На первом допросе этот следователь ничего не обещал К., он сухо задавал вопросы и записывал ответы на них. В конце допроса попросил прочесть его показания и расписаться под ними. По вопросам следователя К. понял, что тот хорошо знает о его похождениях и вытрясет из него все, до последней мелочи, как бы К. не хитрил и не пытался переложить на других свои, как он про себя называл, «мелкие шалости». К. понял, что ему будет сложно противостоять этому следователю.


Утром К. дернули на второй допрос. Постовой привел его в следственную комнату. К. привычно сел табуретку, следователь привычно достал из коричневого портфеля папку из серого рыхлого картона с наклеенным на обложке белым прямоугольником, на котором крупным шрифтом было написано «Уголовное дело по обвинению…», эту папку следователь аккуратно положил на стол, достал из портфеля шариковые ручки, чистые листы бумаги и сел на табуретку возле стола.


Начался новый допрос. Следователь был въедливым, он спрашивал о таких мелочах, о которых К. забыл или же с удовольствием бы постарался бы не вспомнить. Теперь его «шалости» следователь оценивал со стороны уголовного кодекса, но К., у которого это была уже вторая «ходка», знал, что одно, что два, или все его похождения (точное количество их он не помнил, не считал), тянут на одну статью и больше указанного в ней срока он не получит. С одной стороны это радовало его душу, но К. не собирался сам обо всем рассказывать следователю, благодарю покорно, найдите другого глупца, он не из их категории, однако тяжелые ночи на нарах измучили его мозг, постепенно лишая возможности сопротивляться.

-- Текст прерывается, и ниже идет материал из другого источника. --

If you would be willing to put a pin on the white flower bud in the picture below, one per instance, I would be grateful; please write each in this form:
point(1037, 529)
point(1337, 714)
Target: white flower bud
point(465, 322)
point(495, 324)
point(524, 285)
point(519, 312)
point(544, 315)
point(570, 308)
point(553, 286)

Бесконечные часы, которые К. был вынужден проводить на нарах с вонючими скотами, окружающими его в камере, неожиданно пробудили в нем огромную жажду по хорошей беседе с умным человеком. До ареста в этом не было нужды, жизнь была плотно наполнена ночными эскападами, легкими деньгами от них, которые также легко тратились на модные тряпки, дискотеки, выпивки и девочек. Среди этих девочек почему-то больше других запомнилась одна пэтеушница, как ее там фамилия, – э-э-э, кажется Щапова, нет, Шагина, вспомнил, – Верещагина! С ней было хорошо и легко, и от воспоминания о ней вдруг повеяло чем-то приятным и теплым, почти родным.


Сейчас, когда все резко изменилось, непривычно тяжелые думы стали одолевать К., но никто из допрашивавших его не спешил пролить на него живительный дождь умных бесед. Все допросы были конкретно-предметными: где был такого-то числа, с какой машины снял и сколько колес, кому продал, цену, можешь их описать-показать, кто был с тобою, как распределялись роли между соучастниками.


Больше его ни о чем другом не спрашивали, и, едва он заканчивал в очередной раз рассказывать, как о нем тут же забывали, как о ненужной вещи, и сразу отправляли в камеру.


К. стал чувствовать, что он достиг той грани, после которой, еще чуть-чуть, и у него начнется истерика.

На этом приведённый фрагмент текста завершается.